The person doing it pays a price too. Chronic anger suppression has been linked to increased stress, anxiety, and cardiovascular problems. Resentment that never gets aired doesn’t disappear. It accumulates. People who rely heavily on passive aggression often report feeling underappreciated or cheated, a cycle that reinforces itself: the indirect expression never resolves the original problem, so the frustration grows.

Recognizing It in Yourself

Most people don’t think of themselves as passive-aggressive. The behavior often operates just below conscious awareness. But there are patterns worth paying attention to. You might notice that you frequently agree to things you don’t want to do, then find reasons to delay or avoid them. You might catch yourself venting about someone to a third party instead of addressing the issue directly. You might realize you keep mental tallies of what you’ve done for others and feel quietly furious when it’s not reciprocated.

Other internal signals: a cynical or hostile attitude that feels constant, resentment toward people in authority, or a habit of making “intentional mistakes” when someone asks you to do something you find unreasonable. If you often feel angry but can’t point to a moment where you actually said so out loud, that gap between feeling and expression is the hallmark of passive aggression.

Shifting Toward Direct Communication

The alternative to passive aggression isn’t aggressive confrontation. It’s assertive communication, which means expressing your thoughts and feelings honestly while still respecting the other person.

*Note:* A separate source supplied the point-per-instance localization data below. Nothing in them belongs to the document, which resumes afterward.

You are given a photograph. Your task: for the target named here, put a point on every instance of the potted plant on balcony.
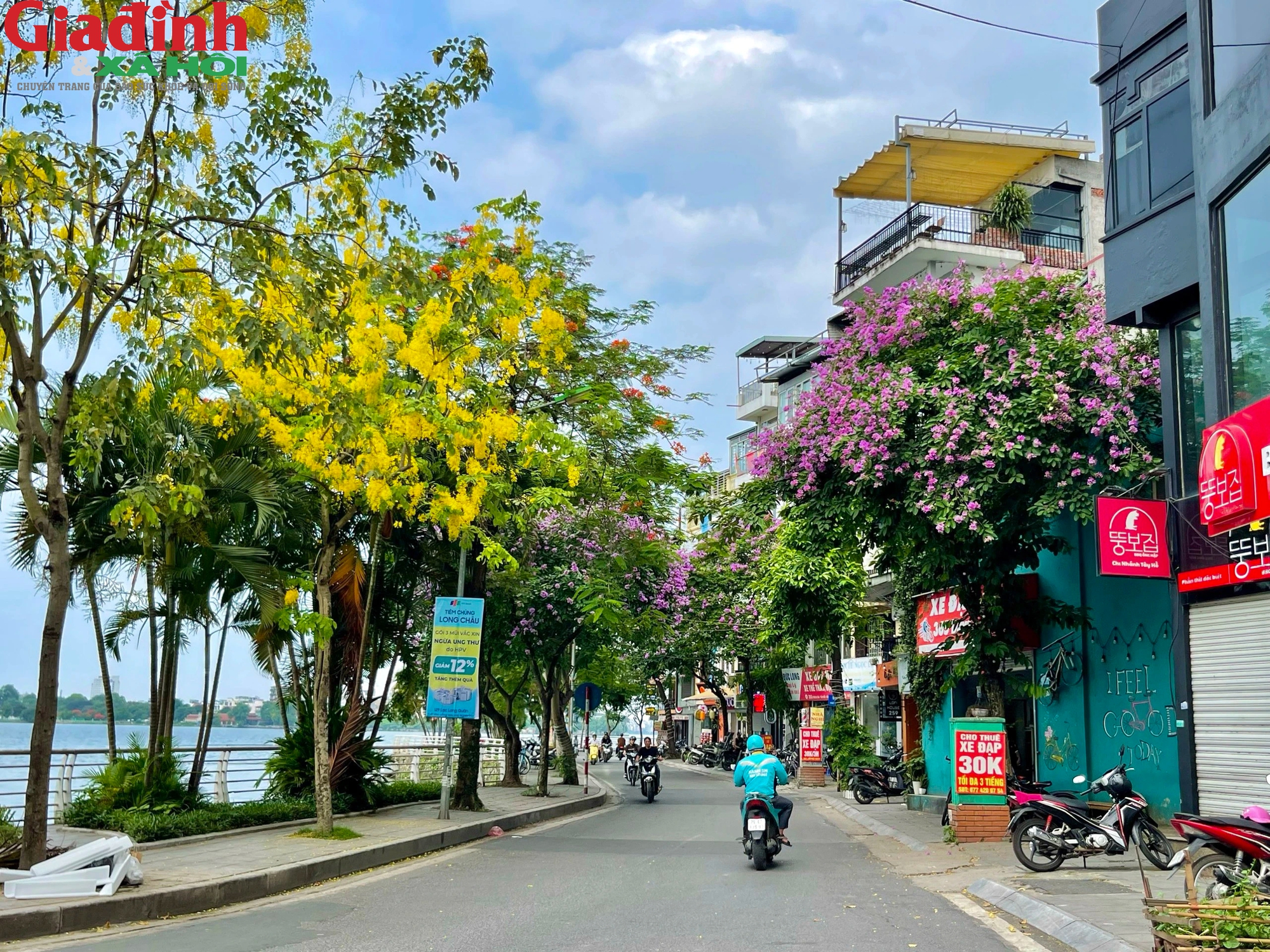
(1010, 214)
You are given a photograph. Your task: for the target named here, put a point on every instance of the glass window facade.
(1056, 214)
(1240, 31)
(1169, 131)
(1131, 171)
(1247, 244)
(1189, 376)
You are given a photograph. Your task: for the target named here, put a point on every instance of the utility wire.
(1003, 26)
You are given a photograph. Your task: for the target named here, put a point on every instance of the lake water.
(243, 770)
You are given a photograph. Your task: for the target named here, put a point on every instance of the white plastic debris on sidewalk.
(97, 869)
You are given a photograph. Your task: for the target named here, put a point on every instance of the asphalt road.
(647, 878)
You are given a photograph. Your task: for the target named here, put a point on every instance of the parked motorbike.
(868, 784)
(1225, 850)
(650, 785)
(1051, 831)
(761, 838)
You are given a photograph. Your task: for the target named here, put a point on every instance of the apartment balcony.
(934, 239)
(756, 402)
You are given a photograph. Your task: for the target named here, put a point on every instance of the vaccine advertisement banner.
(457, 625)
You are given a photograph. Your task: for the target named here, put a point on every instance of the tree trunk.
(205, 736)
(154, 658)
(91, 587)
(281, 695)
(672, 747)
(548, 700)
(322, 680)
(468, 777)
(567, 762)
(511, 751)
(35, 827)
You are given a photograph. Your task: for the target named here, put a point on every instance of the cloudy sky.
(690, 148)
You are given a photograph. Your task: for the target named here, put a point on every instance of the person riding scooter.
(648, 748)
(759, 774)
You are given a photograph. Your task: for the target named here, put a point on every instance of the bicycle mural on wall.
(1135, 687)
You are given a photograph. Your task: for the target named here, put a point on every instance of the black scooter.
(1051, 831)
(650, 784)
(868, 784)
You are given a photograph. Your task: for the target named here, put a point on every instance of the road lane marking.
(1004, 930)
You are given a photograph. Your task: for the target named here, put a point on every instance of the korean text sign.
(453, 675)
(980, 766)
(810, 744)
(1132, 539)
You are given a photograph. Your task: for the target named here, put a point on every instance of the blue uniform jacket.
(760, 774)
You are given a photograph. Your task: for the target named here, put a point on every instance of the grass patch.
(336, 833)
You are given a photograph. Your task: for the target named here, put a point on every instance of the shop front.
(1225, 576)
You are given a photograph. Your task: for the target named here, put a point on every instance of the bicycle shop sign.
(940, 618)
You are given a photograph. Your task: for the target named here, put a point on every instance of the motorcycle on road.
(650, 784)
(1048, 832)
(761, 838)
(868, 784)
(1225, 850)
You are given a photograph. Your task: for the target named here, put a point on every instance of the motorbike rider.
(759, 772)
(648, 748)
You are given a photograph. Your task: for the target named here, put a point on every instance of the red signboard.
(980, 767)
(810, 744)
(816, 684)
(939, 618)
(1234, 468)
(1132, 539)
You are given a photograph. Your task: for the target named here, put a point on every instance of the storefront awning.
(959, 167)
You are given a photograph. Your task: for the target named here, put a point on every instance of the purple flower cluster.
(948, 394)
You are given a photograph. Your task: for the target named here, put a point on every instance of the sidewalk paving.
(244, 865)
(1090, 908)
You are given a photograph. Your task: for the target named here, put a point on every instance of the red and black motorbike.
(1226, 850)
(1053, 830)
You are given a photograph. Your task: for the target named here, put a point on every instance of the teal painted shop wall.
(937, 746)
(1126, 694)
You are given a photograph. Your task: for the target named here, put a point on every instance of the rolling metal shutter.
(1230, 645)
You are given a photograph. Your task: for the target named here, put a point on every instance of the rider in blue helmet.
(759, 772)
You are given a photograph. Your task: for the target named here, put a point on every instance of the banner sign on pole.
(453, 681)
(940, 618)
(793, 678)
(810, 744)
(815, 685)
(859, 675)
(980, 767)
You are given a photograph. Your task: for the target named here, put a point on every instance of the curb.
(1065, 927)
(213, 894)
(876, 826)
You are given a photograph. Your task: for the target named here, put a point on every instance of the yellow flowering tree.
(389, 392)
(112, 215)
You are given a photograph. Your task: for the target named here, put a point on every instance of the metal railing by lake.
(232, 775)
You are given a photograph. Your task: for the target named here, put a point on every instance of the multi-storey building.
(1186, 95)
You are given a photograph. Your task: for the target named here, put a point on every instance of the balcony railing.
(751, 392)
(970, 227)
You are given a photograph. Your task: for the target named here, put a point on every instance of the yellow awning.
(954, 167)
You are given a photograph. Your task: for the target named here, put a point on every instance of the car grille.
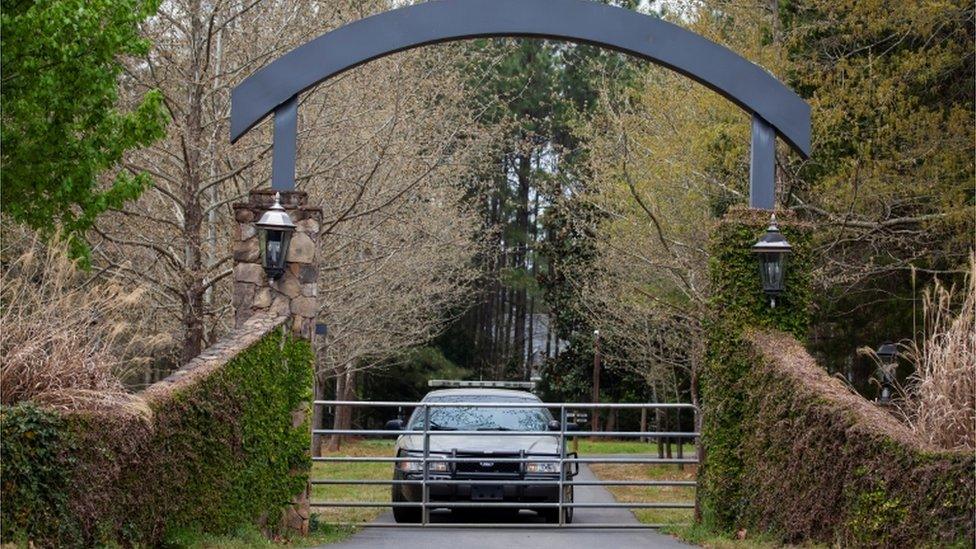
(487, 465)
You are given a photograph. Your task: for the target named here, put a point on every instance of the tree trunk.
(318, 415)
(342, 420)
(193, 301)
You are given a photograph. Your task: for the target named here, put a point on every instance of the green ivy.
(737, 302)
(217, 455)
(782, 459)
(35, 471)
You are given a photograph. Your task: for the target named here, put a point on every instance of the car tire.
(551, 515)
(408, 515)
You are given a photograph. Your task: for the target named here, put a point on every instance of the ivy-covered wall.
(787, 450)
(218, 445)
(822, 464)
(737, 303)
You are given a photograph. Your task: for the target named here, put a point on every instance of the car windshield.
(466, 418)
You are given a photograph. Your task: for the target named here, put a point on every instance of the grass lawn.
(641, 471)
(353, 492)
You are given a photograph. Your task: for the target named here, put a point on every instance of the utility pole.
(596, 379)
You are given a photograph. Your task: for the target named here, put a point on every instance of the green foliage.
(405, 377)
(737, 303)
(62, 126)
(216, 456)
(34, 471)
(821, 464)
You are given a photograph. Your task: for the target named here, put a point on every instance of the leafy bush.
(821, 463)
(738, 303)
(220, 449)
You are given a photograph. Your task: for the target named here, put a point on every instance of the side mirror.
(554, 426)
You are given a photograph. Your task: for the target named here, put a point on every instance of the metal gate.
(567, 462)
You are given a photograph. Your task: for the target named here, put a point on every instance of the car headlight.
(408, 466)
(542, 467)
(438, 466)
(435, 465)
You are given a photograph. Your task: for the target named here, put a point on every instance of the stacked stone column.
(295, 293)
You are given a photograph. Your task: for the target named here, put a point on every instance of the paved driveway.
(517, 538)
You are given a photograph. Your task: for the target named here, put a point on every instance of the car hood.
(441, 442)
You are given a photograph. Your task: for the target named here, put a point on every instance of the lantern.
(274, 232)
(772, 249)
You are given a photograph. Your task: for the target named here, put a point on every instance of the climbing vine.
(211, 457)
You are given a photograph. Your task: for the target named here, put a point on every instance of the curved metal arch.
(774, 106)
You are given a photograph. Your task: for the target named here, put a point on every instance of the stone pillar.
(736, 305)
(295, 294)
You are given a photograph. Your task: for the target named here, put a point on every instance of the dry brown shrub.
(941, 394)
(60, 328)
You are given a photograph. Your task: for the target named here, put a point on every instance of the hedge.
(787, 450)
(821, 463)
(737, 303)
(211, 454)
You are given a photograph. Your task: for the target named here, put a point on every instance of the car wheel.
(551, 515)
(403, 514)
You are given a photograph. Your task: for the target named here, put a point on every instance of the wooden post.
(643, 424)
(596, 379)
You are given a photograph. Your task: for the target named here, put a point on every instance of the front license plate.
(487, 493)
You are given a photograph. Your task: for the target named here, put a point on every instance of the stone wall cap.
(213, 357)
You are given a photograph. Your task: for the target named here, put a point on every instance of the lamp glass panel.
(772, 272)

This sounds simple on paper and is genuinely difficult in practice, especially if you’ve spent years defaulting to indirect strategies.

The most practical tool is the “I” statement structure: “I feel [emotion] when you [specific behavior], and I need [specific change].” So instead of silently fuming when a roommate leaves dishes in the sink, then “forgetting” to pass along their phone messages, you say: “I feel frustrated when the dishes pile up, and I need us to take turns cleaning them.” The difference is that the first approach never resolves anything. The second one might.

Body language matters as much as words here. Assertive communication involves eye contact, relaxed posture, and a tone that’s calm rather than sarcastic or clipped. If your verbal message says “I’m fine” but your arms are crossed and your jaw is tight, the indirect signal wins every time.

Start small. You don’t have to overhaul every interaction at once. The next time you notice yourself agreeing to something you resent, pause and say what you actually think, even if it’s just “I’d rather not” or “That doesn’t work for me.” Each honest response is a small course correction away from the patterns that keep you stuck in resentment and the people around you stuck in confusion.